By Fernanda Santos and David W. Chen
(From The New York Times, March 20th, 2012)
Michael Mulgrew, the president of the New York teachers’ union, has not been the most popular figure at City Hall under Mayor Michael R. Bloomberg. They have been at odds over almost everything, like Mr. Bloomberg’s push to close underperforming schools and his insistence on putting charter schools in district school buildings.
But Mr. Mulgrew can already envision the post-Bloomberg future — a future that is represented by the night and day cellphone calls from the men and women who are hoping to be the next mayor.
The candidates, declared and in waiting, call Mr. Mulgrew before they make big statements about education.

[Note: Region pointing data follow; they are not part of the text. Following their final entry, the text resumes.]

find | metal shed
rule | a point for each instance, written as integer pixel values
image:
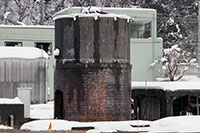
(23, 67)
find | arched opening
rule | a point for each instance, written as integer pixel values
(58, 104)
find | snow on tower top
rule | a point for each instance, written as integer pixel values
(95, 13)
(22, 52)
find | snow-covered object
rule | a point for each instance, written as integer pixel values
(56, 52)
(22, 52)
(184, 124)
(116, 126)
(94, 15)
(10, 101)
(6, 15)
(42, 111)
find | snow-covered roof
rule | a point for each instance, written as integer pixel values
(22, 52)
(136, 8)
(10, 101)
(28, 26)
(172, 86)
(93, 15)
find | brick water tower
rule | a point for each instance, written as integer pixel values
(93, 71)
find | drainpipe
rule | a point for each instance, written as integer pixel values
(12, 120)
(199, 40)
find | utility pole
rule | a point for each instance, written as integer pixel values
(41, 5)
(199, 40)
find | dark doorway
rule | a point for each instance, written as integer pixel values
(58, 104)
(45, 46)
(186, 105)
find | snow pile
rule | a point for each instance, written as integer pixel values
(10, 101)
(176, 124)
(22, 52)
(42, 111)
(2, 127)
(42, 125)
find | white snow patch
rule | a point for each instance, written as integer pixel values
(2, 127)
(42, 111)
(176, 124)
(15, 100)
(22, 52)
(94, 15)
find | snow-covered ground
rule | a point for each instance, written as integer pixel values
(43, 125)
(44, 112)
(168, 124)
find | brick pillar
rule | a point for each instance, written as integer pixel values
(93, 69)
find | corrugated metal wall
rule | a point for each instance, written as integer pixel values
(15, 73)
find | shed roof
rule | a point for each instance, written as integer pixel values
(22, 52)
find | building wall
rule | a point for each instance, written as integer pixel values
(29, 35)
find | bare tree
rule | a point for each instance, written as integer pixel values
(175, 62)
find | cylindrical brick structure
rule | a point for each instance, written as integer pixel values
(93, 71)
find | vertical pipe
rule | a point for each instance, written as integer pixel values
(199, 40)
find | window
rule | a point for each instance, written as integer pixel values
(14, 44)
(141, 30)
(47, 47)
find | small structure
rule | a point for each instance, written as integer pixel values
(23, 67)
(93, 71)
(156, 100)
(11, 111)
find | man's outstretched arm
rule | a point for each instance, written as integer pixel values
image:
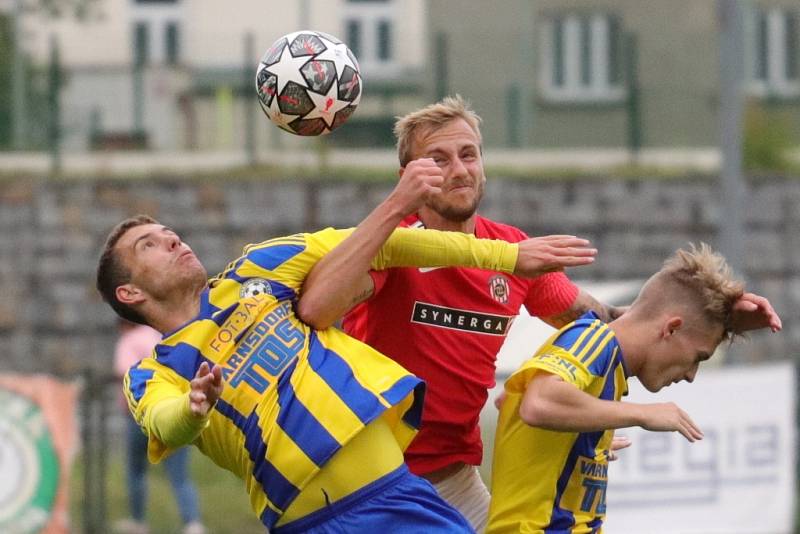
(553, 404)
(340, 280)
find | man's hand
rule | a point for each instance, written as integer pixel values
(753, 312)
(206, 388)
(539, 255)
(418, 180)
(668, 417)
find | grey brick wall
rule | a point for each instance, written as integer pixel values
(51, 318)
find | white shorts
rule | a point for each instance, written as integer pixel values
(466, 492)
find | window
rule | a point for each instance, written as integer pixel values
(581, 58)
(369, 29)
(171, 43)
(353, 40)
(384, 40)
(141, 44)
(774, 69)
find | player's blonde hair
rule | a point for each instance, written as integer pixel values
(423, 120)
(697, 279)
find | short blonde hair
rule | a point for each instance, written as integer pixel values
(699, 279)
(448, 109)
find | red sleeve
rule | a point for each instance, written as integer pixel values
(550, 294)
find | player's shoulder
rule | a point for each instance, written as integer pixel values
(489, 228)
(580, 329)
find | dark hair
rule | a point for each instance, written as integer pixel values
(111, 273)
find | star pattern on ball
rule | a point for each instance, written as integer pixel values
(336, 53)
(326, 106)
(278, 117)
(290, 69)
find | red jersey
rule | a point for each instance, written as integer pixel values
(446, 326)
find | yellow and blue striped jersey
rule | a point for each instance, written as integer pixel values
(292, 396)
(547, 481)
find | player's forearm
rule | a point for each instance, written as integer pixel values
(171, 421)
(431, 248)
(340, 279)
(556, 405)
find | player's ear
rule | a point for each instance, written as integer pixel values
(129, 294)
(671, 325)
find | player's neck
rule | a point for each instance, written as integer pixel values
(167, 316)
(630, 344)
(434, 221)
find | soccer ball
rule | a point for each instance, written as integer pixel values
(308, 83)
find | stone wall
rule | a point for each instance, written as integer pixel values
(51, 318)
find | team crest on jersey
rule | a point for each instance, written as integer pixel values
(255, 287)
(498, 288)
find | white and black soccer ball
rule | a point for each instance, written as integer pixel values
(308, 83)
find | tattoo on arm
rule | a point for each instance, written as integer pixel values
(361, 297)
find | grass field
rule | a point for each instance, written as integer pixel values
(224, 504)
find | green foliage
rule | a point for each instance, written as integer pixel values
(224, 503)
(767, 138)
(6, 53)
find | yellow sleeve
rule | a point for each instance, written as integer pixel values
(159, 403)
(554, 360)
(411, 247)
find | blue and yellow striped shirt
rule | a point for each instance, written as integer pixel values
(547, 481)
(292, 396)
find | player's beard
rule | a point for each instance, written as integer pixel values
(458, 213)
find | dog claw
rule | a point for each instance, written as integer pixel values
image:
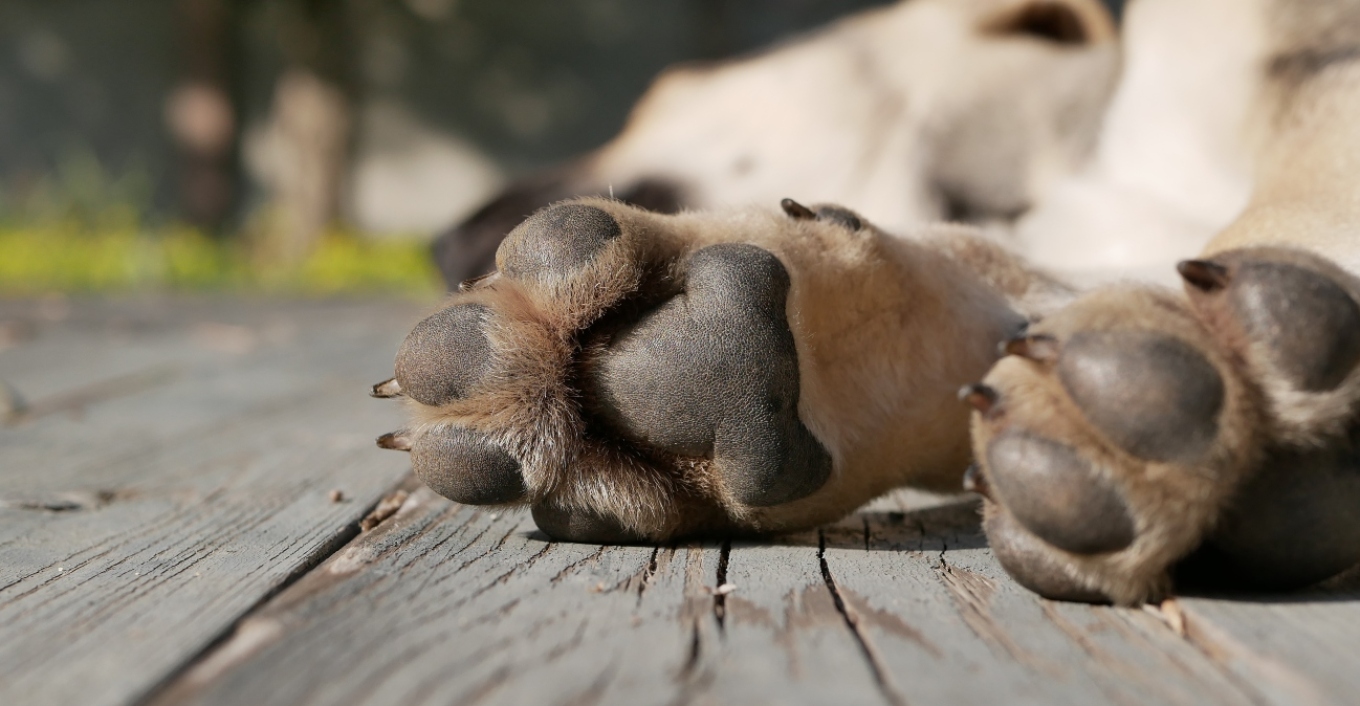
(386, 389)
(468, 284)
(1039, 348)
(797, 211)
(396, 441)
(979, 396)
(1205, 275)
(975, 482)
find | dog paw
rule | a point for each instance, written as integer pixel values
(633, 376)
(1136, 427)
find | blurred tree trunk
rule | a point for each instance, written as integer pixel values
(310, 123)
(201, 113)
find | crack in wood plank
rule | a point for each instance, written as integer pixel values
(973, 595)
(880, 674)
(1221, 650)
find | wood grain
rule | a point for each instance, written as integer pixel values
(139, 531)
(169, 535)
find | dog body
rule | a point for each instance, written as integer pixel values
(635, 376)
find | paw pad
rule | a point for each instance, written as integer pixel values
(1155, 396)
(1292, 305)
(1057, 495)
(467, 468)
(713, 373)
(445, 355)
(556, 240)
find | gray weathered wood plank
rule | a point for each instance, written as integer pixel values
(949, 627)
(452, 604)
(135, 535)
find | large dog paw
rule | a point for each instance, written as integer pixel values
(1139, 434)
(637, 377)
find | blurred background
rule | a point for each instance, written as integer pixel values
(310, 146)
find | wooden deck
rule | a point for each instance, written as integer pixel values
(170, 533)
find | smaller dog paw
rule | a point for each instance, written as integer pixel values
(1136, 427)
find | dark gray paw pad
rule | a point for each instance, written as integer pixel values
(559, 238)
(445, 355)
(1026, 559)
(581, 525)
(461, 465)
(1309, 323)
(1057, 495)
(1295, 523)
(714, 374)
(1152, 395)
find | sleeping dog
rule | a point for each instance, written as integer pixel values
(709, 355)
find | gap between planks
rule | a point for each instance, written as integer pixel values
(337, 543)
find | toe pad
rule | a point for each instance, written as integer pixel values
(463, 467)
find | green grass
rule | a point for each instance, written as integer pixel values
(119, 256)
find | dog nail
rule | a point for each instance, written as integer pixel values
(386, 389)
(1205, 275)
(974, 480)
(796, 210)
(1039, 348)
(468, 284)
(396, 441)
(979, 396)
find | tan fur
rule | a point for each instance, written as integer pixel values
(888, 327)
(1174, 505)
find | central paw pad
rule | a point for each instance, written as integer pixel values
(622, 378)
(1136, 435)
(714, 374)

They talk to him about their children, their vacations and his golf game. One of them invited him to Finland.
Mr. Mulgrew is a coveted friend for the people who hope to become mayor. His union, the United Federation of Teachers, has 200,000 members: they are highly organized, and they vote. And at a time when education is a major issue for the city, and in a race with only Democratic contenders thus far, the union’s membership could have a disproportionate influence in a potentially decisive primary in 2013.
“I just had a press conference with one, and I talked to another yesterday,” Mr. Mulgrew said one recent Friday, as the number for yet another contender appeared on his phone’s caller ID screen. “I guess I’m a popular guy.”
The courtship of Mr. Mulgrew is symptomatic of a broader phenomenon. Labor leaders are eagerly anticipating a better relationship with City Hall after Mr. Bloomberg leaves office at the end of next year, and the candidates to succeed him are fostering those hopes partly because they are ideologically more aligned with labor, and partly because they are hoping for the financial and electoral support that can come from union members. Mr. Bloomberg, a billionaire who financed his own campaigns, did not take contributions from labor.